One of the most tense movies out there I'd really like to write this review without reference to the U.S. remake; "The Ring", but I guess that'd be ignoring a major influence on many people's desire to see this film. So I'll say this; "The Ring" is a poor schlocky Americanised film which takes a good idea and stamps it into a mediocre mold. "Ring" or "Ringu" is a very good film. If you're trying to decide which one to see, use that as your guide. In fact, an interesting point about the films can be summed up looking at the titles. "The Ring" has an added 'definite article' indicator; "The". This implies that the film is about a ring. It isn't. Enough said. There's a lot more ambiguity in the one-word translation of the Japanese film's title; "Ring". It's ambiguous, maybe even... thought provoking! I think that sums up the differences.
So, yes, Ring is a good, tense, movie. It runs almost like a detective story rather than a traditional horror film as the main character works her way closer to finding the facts behind the mysterious video tape.
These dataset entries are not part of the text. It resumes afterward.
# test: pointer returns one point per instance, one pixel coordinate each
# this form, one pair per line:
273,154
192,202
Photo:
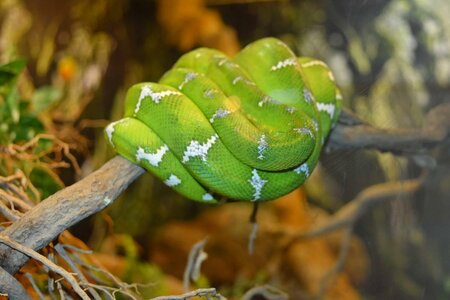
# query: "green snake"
247,128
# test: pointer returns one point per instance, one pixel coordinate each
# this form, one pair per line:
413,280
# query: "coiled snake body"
249,128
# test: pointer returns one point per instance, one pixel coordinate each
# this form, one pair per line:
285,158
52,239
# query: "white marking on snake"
327,107
196,149
222,61
303,168
257,183
244,80
307,95
153,158
267,99
173,180
305,130
237,79
219,114
146,91
209,93
331,76
284,63
262,146
207,197
189,77
290,109
314,63
107,200
110,130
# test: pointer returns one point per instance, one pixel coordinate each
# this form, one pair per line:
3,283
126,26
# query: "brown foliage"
191,25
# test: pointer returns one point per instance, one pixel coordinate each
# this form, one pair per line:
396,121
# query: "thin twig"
365,200
39,226
34,285
12,288
327,279
59,248
42,259
208,292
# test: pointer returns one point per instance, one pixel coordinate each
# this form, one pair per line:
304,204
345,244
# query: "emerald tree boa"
247,128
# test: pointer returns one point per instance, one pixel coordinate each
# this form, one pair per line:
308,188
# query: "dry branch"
44,222
40,225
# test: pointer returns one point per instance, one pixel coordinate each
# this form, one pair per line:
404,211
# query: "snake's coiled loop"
249,128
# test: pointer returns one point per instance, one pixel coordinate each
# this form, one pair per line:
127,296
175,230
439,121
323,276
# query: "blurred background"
74,60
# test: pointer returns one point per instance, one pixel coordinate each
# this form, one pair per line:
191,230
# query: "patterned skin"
249,128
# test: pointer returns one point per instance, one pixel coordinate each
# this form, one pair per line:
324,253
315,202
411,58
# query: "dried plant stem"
45,261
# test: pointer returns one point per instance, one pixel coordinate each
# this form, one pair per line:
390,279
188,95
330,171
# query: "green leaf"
11,70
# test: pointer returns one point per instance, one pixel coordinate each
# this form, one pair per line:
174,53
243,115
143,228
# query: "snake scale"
247,128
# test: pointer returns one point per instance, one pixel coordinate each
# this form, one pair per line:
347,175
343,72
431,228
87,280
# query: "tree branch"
40,225
351,133
12,288
44,222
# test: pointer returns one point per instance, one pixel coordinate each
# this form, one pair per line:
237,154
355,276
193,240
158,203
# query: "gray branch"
44,222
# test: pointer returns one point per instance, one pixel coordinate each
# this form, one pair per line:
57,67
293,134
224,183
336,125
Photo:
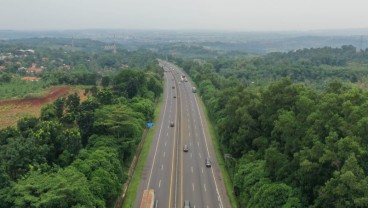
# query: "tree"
105,81
65,188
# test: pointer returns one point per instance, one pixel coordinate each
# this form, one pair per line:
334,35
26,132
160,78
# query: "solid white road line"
158,141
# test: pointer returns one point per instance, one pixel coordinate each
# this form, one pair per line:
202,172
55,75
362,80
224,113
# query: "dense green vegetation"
314,67
294,145
76,154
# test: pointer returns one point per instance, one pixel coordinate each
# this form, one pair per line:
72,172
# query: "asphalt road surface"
176,175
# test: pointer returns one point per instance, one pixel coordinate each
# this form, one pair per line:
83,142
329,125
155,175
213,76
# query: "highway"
176,175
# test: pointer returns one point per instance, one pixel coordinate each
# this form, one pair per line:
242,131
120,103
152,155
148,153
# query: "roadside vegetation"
78,151
295,124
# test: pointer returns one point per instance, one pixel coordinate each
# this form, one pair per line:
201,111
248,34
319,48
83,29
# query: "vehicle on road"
208,162
148,199
186,204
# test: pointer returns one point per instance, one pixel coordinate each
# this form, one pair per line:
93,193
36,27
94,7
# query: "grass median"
136,178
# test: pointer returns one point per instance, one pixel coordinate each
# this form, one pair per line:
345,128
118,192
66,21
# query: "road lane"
173,174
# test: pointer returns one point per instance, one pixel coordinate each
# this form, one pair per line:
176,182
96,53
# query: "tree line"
77,153
293,145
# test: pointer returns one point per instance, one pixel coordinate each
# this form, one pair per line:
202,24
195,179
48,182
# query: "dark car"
186,148
208,162
186,204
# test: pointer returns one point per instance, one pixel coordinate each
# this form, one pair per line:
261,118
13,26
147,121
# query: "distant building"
28,51
31,78
34,69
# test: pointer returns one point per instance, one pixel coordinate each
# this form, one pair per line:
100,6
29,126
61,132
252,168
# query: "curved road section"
176,167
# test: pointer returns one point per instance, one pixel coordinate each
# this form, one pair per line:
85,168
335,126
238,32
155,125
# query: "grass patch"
134,183
220,159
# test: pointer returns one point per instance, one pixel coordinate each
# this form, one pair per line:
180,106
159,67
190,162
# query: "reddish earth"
12,110
54,93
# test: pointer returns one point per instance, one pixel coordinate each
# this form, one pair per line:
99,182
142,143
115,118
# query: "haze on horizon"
233,15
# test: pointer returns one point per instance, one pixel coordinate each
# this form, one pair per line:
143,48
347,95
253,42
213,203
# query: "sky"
231,15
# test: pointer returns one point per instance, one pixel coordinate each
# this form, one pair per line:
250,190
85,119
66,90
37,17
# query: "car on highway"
186,148
208,162
186,204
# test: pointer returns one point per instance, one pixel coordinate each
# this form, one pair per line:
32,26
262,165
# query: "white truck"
148,199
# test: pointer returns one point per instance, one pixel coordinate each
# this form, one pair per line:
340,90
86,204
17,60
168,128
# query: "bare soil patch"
12,110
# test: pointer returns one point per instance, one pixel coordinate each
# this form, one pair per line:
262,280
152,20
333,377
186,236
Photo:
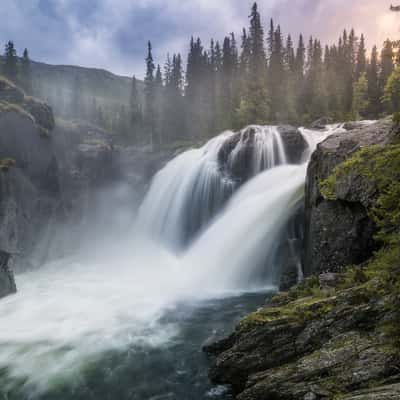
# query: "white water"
67,314
191,189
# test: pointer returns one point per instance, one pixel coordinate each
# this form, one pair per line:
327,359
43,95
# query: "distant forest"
262,78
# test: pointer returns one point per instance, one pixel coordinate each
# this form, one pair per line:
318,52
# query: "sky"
112,34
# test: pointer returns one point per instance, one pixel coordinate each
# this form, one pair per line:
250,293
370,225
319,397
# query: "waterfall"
195,186
237,251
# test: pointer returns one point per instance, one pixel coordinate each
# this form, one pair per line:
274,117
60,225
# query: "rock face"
7,283
340,232
336,335
29,187
311,347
But all the while there's an ever-mounting tension as her numbered days expire. In this way it's reminiscent of Angel Heart, another dark, tense, supernatural detective story which demonstrates that the big American studios will sometimes make a good dark thriller. In fact, the tension, partly thanks to the minimal music and synthesizer noises as well as the excellent subdued lighting and camerawork, is the making of a film in which very little actually happens. Ring is a lesson in how to make an everyday cityscape seem scary and bleak while the addition of supernatural overtones, which I'm told weren't in the original books to the same extent, are a welcome addition and source of mystery. I suspect, although I cannot read Japanese, that the film is probably an improvement on the books.
Perhaps the main skill in creating a popular horror movie is to create a viable adversary. Sadako is perhaps the best example of this in film making. She is just a damp, bedraggled figure in an off-white night-dress whose hair obscures her features and who, as far as I can remember, isn't even seen until the last few minutes. Yet she invokes a real sense of menace, you know she is powerful and malevolent through the characters' reactions to her, even if she doesn't graphically do anything horrifying. Say "Sadako" to anyone who's seen the film and watch their face tense up for an instant.
So, should you watch this film? Yes.